Es una enfermedad infectocontagiosa que padecen principalmente los bovinos jóvenes, que cursa con síntomas respiratorios y se caracteriza por presentar grados variables de neumonía viral, acompañada o no por una bronconeumonía secundaria de origen bacteriano.

Etiología

Se trata de un complejo patológico originado por la interacción combinada de virus respiratorios, bacterias y situaciones de stress. Entre los factores predisponentes se destacan como importantes los de tipo ambiental y el estado inmunitario del ternero. Se consideran a las infecciones virales como agentes etiológicos primarios que preparan el terreno para la invasión bacteriana secundaria. El virus Parainfluenza-3 (PI3) es el agente infeccioso primario que aparece con mayor frecuencia en nuestro medio, provocando daños en el tracto respiratorio y creando las condiciones apropiadas para que invadan los agentes bacterianos secundarios, entre los que se destacan la presencia de Pasteurella haemolítica y Pasteurella multocida, además de Haemophilus somnus, Mycoplasma spp. y Chlamidias spp., muchos de ellos habitantes normales del tracto respiratorio. Entre las bacterias, las Pasteurellas son los agentes más comúnmente involucrados en las neumonías. Tanto Pasteurella multocida como haemolytica son parte de la flora normal de la nasofaringe (garganta) de los bovinos y una infección viral previa y/o participación de un factor estresante los ayuda a colonizar el pulmón y causar neumonía. Otros virus que pueden estar involucrados etiológicamente son el Herpes Virus Bovino tipo 1 (IBR), el Virus de la Diarrea Viral Bovina (DVB), el Virus Respiratorio Sincitial Bovino (VRSB), Coronavirus, Adenovirus, Reovirus y Enterovirus.

Patogenia

En las neumonías de origen viral la replicación vírica ocurre en las células epiteliales del tracto respiratorio superior e inferior causando bronquitis, bronquiolitis y alveolitis de variada severidad. Los virus son capaces de reducir la resistencia de las membranas mucosas o eliminar la capacidad productora de anticuerpos locales, permitiendo que bacterias como las Pasteurellas invadan los tejidos y se multipliquen. Los virus también destruyen los cilios de la mucosa bronquial, elementos que ayudan a mantener las vías respiratorias inferiores libres de potenciales patógenos. Los virus también se multiplican en los macrófagos alveolares y de los epitelios bronquiales bajando las defensas. Es raro que una neumonía por PI3 no esté complicada con una invasión bacteriana oportunista. El papel de las bacterias es secundario, extendiendo e incrementando la severidad del daño causado por los agentes primarios, los virus, produciendo una exacerbación de los signos clínicos.
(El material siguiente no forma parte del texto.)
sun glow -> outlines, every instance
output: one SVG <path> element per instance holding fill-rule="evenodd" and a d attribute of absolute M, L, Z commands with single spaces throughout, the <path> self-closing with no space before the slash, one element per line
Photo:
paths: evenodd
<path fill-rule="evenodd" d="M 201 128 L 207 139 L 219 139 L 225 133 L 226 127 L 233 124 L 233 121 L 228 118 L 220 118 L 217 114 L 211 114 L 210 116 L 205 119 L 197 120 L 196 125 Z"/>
El daño viral no está limitado solamente a las vías respiratorias superiores, sino que también provocan alteraciones en la función y arquitectura celular de los bronquios y pared alveolar, causando inflamación que obstruye los pasos de aire lo que lleva a la aparición de tos.

Sintomatología

Las infecciones por el virus PI3 originan una enfermedad respiratoria leve, caracterizada por tos, estornudos, secreción nasal y fiebre moderada, pudiendo recuperarse en pocos días. Si se complican con bronconeumonías bacterianas, la fiebre, disnea y toxemia son más intensas. Cuando invaden las Pasteurellas, la temperatura sube hasta 41.5°C y rápidamente aparece tos, taquicardia, dificultad respiratoria, secreción nasal, serosa-mucosa clara primero, mucopurulenta después, lagrimeo, salivación, deshidratación, anorexia, depresión y debilidad general. Los animales afectados tienden a apartarse, echarse o permanecer parados con la boca entreabierta y la cabeza extendida y agachada, manifestando respiración abdominal. El área pulmonar afectada suele ser grande, entonces los ruidos respiratorios están aumentados (estertores crepitantes, roce pleural) y el latido cardíaco se percibe con más claridad. Muchos animales manifiestan como secuela de la enfermedad un menor crecimiento y comprometen su futura producción (carne o leche) por más que genéticamente esté marcado como animal de alta productividad.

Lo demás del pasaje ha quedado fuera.